I have already had this happen. They buy a couple photos, scan and reprint so they do not need to purchase anymore from me.
How do other photographer prevent people from just buying a few photos and scanning to make packages for themselves?
Any help would be appreciated. 
I am so frustrated!


----------



## Big Mike

Welcome to the forum.

I think the first step is education.  Most people probably don't realize that this is illegal, so you need to educate them.  
You can mark the back of the photo with copyright notification.  My lab uses Kodak professional paper which already has 'do not copy' on the back.  

That should hopefully cover the honest people.  But if people are bent on ripping you off, then it's going to be hard to stop them.

One way to deal with that, is to structure your pricing so that you don't rely too much print sales.  Charge more for your initial fee.  Charge more per print etc.


----------



## cirekoy

With desktop scanners so cheap and the average public's views on copyright becoming more and more "lax", there's no avoiding this. I'd suggest charging for a CD of the imagery...customers that really want to do their own printing will do so no matter what. I know a lot of photographers that are relying on print sales less and less; some don't even offer prints anymore and just burn CDs/DVDs!

You could also offer larger prints or a more unique product line (e.g. a photo on canvas) that a customer would not be able to print out on their desktop printer, and might not know to look for on their own.


----------



## ghache

i usually show them my sigp228 and tell them they owe me money.


----------



## KmH

Sharonbo said:


> Hello all,
> I am very new to all of this. My problem is, how do photographer protect people from scanning photos?
> I have already had this happen. They buy a couple photos, scan and reprint so they do not need to purchase anymore from me.
> How do other photographer prevent people from just buying a few photos and scanning to make packages for themselves?
> Any help would be appreciated.
> I am so frustrated!


Textured prints help, they don't produce very good copies if scanned.

That usually means having accesss to a pro lab like Miller's Professional Imaging or H&H.


----------



## cirekoy

Also keep in mind that legal threats, etc. are all well and good...but it normally isn't worth arguing over and having that (ex)customer bad-mouth you to his or her friends. It's just bad PR. Better that they hire you again and you miss out on the print revenue than they never hire you again and talk bad about you because you "threatened" them.

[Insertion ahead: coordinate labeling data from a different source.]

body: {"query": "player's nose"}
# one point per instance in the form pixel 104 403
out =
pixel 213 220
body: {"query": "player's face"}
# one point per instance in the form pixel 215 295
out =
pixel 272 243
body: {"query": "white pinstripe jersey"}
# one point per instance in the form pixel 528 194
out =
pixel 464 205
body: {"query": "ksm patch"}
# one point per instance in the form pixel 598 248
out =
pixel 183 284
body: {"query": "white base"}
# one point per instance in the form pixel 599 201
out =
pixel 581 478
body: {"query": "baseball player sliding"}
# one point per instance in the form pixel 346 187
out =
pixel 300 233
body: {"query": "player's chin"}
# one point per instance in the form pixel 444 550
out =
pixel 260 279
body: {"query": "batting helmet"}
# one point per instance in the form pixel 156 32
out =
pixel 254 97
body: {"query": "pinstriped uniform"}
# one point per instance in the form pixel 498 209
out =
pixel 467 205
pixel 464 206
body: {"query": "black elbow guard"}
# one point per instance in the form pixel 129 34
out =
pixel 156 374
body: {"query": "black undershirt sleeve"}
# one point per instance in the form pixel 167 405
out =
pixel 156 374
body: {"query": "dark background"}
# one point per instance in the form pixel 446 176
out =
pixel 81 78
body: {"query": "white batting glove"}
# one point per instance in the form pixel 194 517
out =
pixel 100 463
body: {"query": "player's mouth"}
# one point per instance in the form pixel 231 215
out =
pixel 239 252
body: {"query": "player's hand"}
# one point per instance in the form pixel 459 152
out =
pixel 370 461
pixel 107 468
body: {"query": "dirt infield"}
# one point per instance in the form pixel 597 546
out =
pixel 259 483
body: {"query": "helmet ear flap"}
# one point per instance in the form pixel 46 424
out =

It doesn't matter who is in the right, their perception is what is important from a marketing/PR perspective. 

This is one of those "pick your fights" carefully topics, in my opinion.


----------



## gardy90

ghache said:


> i usually show them my sigp228 and tell them they owe me money.


 
i would go with a S&W snub


----------



## Jamie71

I agree, Textured Prints.  Millers Lab, Mpixpro and Whcc all offer this service.  I think the prints look pretty neat with texture too


----------



## jnm

I'd just take how much you want to make on prints per shoot, roll it into the price, and automatically include a CD or DVD with reproduction rights for personal usage.  you could go the route of selling the rights separately but people may just view it as you trying to make money for something they expect anyways.


----------



## KmH

jnm said:


> I'd just take how much you want to make on prints per shoot, roll it into the price, and automatically include a CD or DVD with reproduction rights for personal usage. you could go the route of selling the rights separately but people may just view it as you trying to make money for something they expect anyways.

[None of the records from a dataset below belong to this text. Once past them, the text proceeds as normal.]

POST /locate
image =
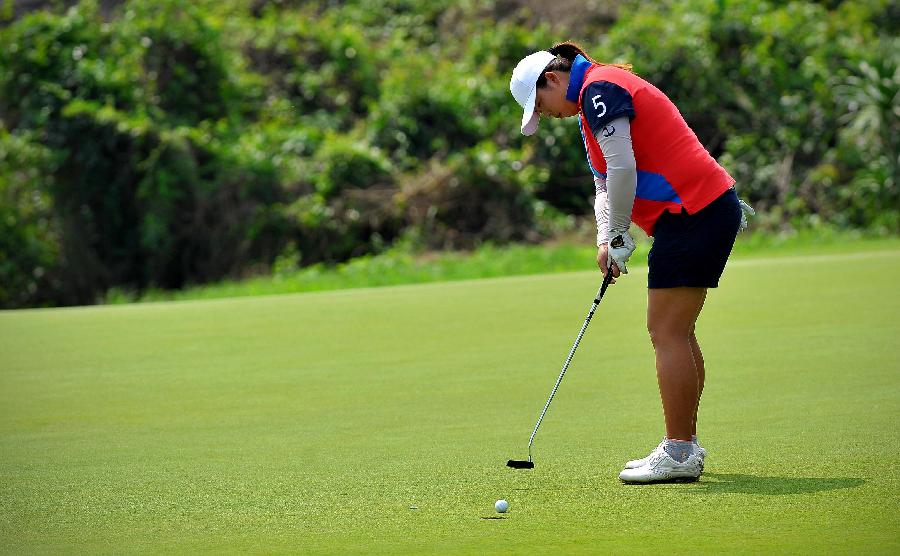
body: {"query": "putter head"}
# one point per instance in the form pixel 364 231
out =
pixel 520 464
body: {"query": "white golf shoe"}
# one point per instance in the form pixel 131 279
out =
pixel 635 463
pixel 662 468
pixel 699 450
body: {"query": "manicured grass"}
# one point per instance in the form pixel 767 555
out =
pixel 401 266
pixel 379 420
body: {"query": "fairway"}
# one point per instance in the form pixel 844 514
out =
pixel 380 420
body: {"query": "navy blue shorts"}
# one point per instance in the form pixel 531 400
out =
pixel 690 250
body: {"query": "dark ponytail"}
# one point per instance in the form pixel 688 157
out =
pixel 565 53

So, what do you do when the client has an 5:4 print made from a 3:2 image off the DVD you gave them, doesn't allow for the difference is aspect ratio, and figures some how *you *screwed up, not them?  And then show all their firends and family, "*your mistake*".


----------



## erichards

I have in the past sold the DVD of pictures to people as part of a package price along with a copyright release.  Explain this is a release for them to print the pictures, however you still own the copyright so you can still advertise etc. with the pictures.  This allows them to print pictures with out violating copyright laws and you still own the images.  Also, recommend a good print shop and if there is a resolution limitation on the images let them know.  This way they should (most of the time) get good images off of the disk that you have sold them.


----------



## jnm

KmH said:


> So, what do you do when the client has an 5:4 print made from a 3:2 image off the DVD you gave them, doesn't allow for the difference is aspect ratio, and figures some how *you *screwed up, not them?  And then show all their firends and family, "*your mistake*".

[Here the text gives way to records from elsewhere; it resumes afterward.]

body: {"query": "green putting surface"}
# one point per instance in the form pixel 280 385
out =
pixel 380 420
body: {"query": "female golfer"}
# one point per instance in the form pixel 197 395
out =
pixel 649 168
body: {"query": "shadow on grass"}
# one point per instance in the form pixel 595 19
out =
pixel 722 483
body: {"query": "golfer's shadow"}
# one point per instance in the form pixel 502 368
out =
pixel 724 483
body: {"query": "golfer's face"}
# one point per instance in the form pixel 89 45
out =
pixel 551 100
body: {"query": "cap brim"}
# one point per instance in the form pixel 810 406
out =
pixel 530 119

nobody that has ever printed a picture in their life is going to say you screwed up and made a mistake, ratios are what they are.


----------



## mcelmur6

Check out www.merit-tex.com.   They specialize in Print Texturing Systems.  If you are interested in purchasing a machine, send me an e-mail. We have one sitting in it's original crate in the back room.   It has only been used twice and is in new condition. It worked very well however we have not been able to properly integrate it into our work flow.  Will sell for well under retail, just send me an e-mail if you are interested!


----------



## moonlight6881

i agree with you it is a bad way to steal all your efforts and not even pay for it
i have sen a lot adding asimple sign on the photos so they can not be imitated and you can not remove it when the actual purchase happen they remove it like the water sign as be on the photo background


----------



## tirediron

KmH said:


> So, what do you do when the client has an 5:4 print made from a 3:2 image off the DVD you gave them, doesn't allow for the difference is aspect ratio, and figures some how *you *screwed up, not them? And then show all their firends and family, "*your mistake*".


 
I append the print size the image is cropped for in the file name on the client DVD, eg "Jones_Smith_Wedding_43_8x10.jpg"



jnm said:


> *nobody* that has ever printed a picture in their life is going to say you screwed up and made a mistake, ratios are what they are.


 
Sounds to me like the voce of someone who hasn't dealt with too many crank clients! :lmao::lmao::lmao::lmao:


----------



## KmH

To many clients period, cranky or other wise. :lmao:


----------



## tinywater

KmH said:


> Sharonbo said:
> 
> 
> 
> Hello all,
> I am very new to all of this. My problem is, how do photographer protect people from scanning photos?
> I have already had this happen. They buy a couple photos, scan and reprint so they do not need to purchase anymore from me.
> How do other photographer prevent people from just buying a few photos and scanning to make packages for themselves?
> Any help would be appreciated.
> I am so frustrated!
> 
> 
> 
> Textured prints help, they don't produce very good copies if scanned.
> 
> That usually means having accesss to a pro lab like Miller's Professional Imaging or H&H.
Click to expand...


agree on this. we mount and texture all our prints to prevent this from happening


----------



## KmH

It doesn't prevent it, but it cuts it way back.


----------



## Josh66

If they can't scan it, they'll just take a picture of it and print that.  I've seen lots of people do that...

edit
I think the only real way you could stop it from happening is to not have cheap clients.


----------



## Alpha

On a related note, I would be mighty pissed if I ordered prints and someone gave me textured ones. 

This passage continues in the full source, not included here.